How Aggressively Is the EU Likely to Play its Cards?

Ms McGuinness and her colleagues are unlikely to deny equivalence in areas that will hurt European financial firms dependent on London based architecture, but they have already spooked investment banks and asset managers such that €1 trillion of assets have been moved from London to EU locations since 2016.

As for the vision of an EU Capital Markets Union, it is common knowledge that, like Banking Union, the main reason why progress has been slow is the failure among member states to reach agreement. There is also competition between member states for equity capital markets work, which EU authorities passionately desire to relocate from London to Europe. Because of this competition, the EU does not officially favour a single location, but names five stock exchanges – Amsterdam, Dublin, Frankfurt, Luxembourg and Paris – which they wish to win future business away from London. However, each of these have differing tax, accounting and solvency standards. Until one pre-eminent candidate emerges, it is unlikely that the EU will want to blackball the London Stock Exchange, as it did to Switzerland’s in the summer of 2019.

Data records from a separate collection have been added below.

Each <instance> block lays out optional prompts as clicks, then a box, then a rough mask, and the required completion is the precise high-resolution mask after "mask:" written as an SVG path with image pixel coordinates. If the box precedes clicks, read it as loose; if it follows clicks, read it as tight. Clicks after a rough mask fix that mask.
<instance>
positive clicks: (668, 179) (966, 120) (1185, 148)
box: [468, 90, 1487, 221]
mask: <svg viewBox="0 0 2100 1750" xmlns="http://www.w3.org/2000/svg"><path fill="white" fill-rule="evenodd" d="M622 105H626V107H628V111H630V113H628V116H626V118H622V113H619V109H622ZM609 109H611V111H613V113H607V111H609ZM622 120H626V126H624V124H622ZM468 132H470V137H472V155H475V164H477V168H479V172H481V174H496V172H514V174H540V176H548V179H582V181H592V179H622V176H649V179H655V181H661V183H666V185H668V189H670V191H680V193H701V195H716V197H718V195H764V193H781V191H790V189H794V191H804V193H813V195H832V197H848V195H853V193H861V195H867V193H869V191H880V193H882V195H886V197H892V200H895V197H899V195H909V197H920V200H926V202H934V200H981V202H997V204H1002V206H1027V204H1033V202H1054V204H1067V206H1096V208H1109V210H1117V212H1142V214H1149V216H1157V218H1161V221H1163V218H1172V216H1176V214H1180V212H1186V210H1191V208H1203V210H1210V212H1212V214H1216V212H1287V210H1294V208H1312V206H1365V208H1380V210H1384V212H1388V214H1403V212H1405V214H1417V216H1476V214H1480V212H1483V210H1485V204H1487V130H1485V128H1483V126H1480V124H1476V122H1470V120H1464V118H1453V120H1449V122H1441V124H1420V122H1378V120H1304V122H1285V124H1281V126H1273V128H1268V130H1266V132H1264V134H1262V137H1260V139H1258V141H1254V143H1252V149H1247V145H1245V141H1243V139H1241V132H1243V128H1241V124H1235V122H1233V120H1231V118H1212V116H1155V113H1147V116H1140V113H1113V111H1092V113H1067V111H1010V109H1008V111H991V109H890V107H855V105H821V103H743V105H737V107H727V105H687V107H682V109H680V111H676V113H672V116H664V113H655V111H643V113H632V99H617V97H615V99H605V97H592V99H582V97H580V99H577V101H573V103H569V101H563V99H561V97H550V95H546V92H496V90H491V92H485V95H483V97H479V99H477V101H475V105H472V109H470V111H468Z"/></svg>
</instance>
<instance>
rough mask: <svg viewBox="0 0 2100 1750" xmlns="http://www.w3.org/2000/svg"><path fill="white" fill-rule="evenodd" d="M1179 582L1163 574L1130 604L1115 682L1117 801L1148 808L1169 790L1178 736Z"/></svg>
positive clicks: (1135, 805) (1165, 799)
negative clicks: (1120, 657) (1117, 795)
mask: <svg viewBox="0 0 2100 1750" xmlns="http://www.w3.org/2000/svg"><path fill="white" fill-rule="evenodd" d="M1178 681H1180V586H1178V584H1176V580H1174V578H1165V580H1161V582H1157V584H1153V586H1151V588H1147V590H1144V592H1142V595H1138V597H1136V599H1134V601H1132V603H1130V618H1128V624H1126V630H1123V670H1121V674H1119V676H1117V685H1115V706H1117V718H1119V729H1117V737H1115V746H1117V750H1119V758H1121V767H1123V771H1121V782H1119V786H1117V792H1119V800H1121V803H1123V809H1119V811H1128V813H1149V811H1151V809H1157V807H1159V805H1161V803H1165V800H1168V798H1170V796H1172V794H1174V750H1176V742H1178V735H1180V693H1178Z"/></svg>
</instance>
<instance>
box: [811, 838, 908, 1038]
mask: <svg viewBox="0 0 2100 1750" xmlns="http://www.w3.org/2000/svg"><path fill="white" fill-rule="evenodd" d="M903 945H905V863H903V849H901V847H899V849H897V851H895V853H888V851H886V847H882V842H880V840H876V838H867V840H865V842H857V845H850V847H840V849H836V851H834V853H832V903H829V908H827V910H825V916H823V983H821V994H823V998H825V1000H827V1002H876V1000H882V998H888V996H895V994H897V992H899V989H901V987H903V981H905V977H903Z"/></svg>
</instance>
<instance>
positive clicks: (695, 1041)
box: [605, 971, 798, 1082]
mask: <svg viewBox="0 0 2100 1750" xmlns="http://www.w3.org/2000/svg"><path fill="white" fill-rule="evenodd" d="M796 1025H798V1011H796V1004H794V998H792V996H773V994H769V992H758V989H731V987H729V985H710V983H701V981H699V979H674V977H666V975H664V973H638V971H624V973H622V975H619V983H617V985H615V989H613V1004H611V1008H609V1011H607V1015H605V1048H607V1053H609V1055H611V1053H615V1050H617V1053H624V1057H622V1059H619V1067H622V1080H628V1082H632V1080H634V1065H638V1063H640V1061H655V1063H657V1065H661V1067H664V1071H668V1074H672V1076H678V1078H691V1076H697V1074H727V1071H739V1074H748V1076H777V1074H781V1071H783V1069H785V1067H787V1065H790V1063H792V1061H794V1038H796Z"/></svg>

The Practical Impact, January 2021

The failure by the EU to grant equivalence has been good news for lawyers. Boilerplate documentation is being changed to reflect regulatory divergence which has already happened, to ensure that sales and trading can continue in both territories. For example, in securities financing the EU has imposed a new reporting requirement in respect of non-financial counterparties which the UK has not adopted. In securitisation transactions different due diligence requirements exist, and the two sides have not agreed on identical versions of forthcoming benchmark regulations which will become particularly relevant when the LIBOR benchmark is replaced at the end of 2021.

The present view of the main London based international law firms is that after such short term redocumentation disruption, things should settle down. But further divergences are expected soon; the UK is in the middle of a substantial “Future Regulatory Review”; whilst Europe is expected to continue to hardwire new regulations into primary legislation, the UK is expected to devolve rule making power to the regulators themselves. This difference is generally perceived as favouring London in terms of adaptability to accommodate innovation.

Conclusion

For historical reasons London has an entrenched position as a major global centre for the huge markets in foreign exchange (FX), basis swaps, FX forwards and currency interest rate swaps. The EU presently has regulatory oversight of UK clearing houses to the extent that they clear and settle euro denominated derivatives, futures and some euro shares. Euro swap transactions, importantly short term repurchase trades, must be executed in Europe. The apocalyptic future predicted by the UK Remainers, of hundreds of thousands of jobs lost, looks way off the mark; only 10,000 positions have relocated so far. It is difficult to foresee the EU relocating many, but perhaps if more EU fishing boats are boarded by Scottish maritime police the temperature might increase.

Both sides know that this is not really about regulatory standards which are heavily influenced by global standards. It is about new business opportunities from rapidly growing regions such as Asia. Clearly, London’s history, market volumes and slightly lighter touch regulation, combined with the absence of an obvious EU front runner capital city, should enable London to maintain its advantage.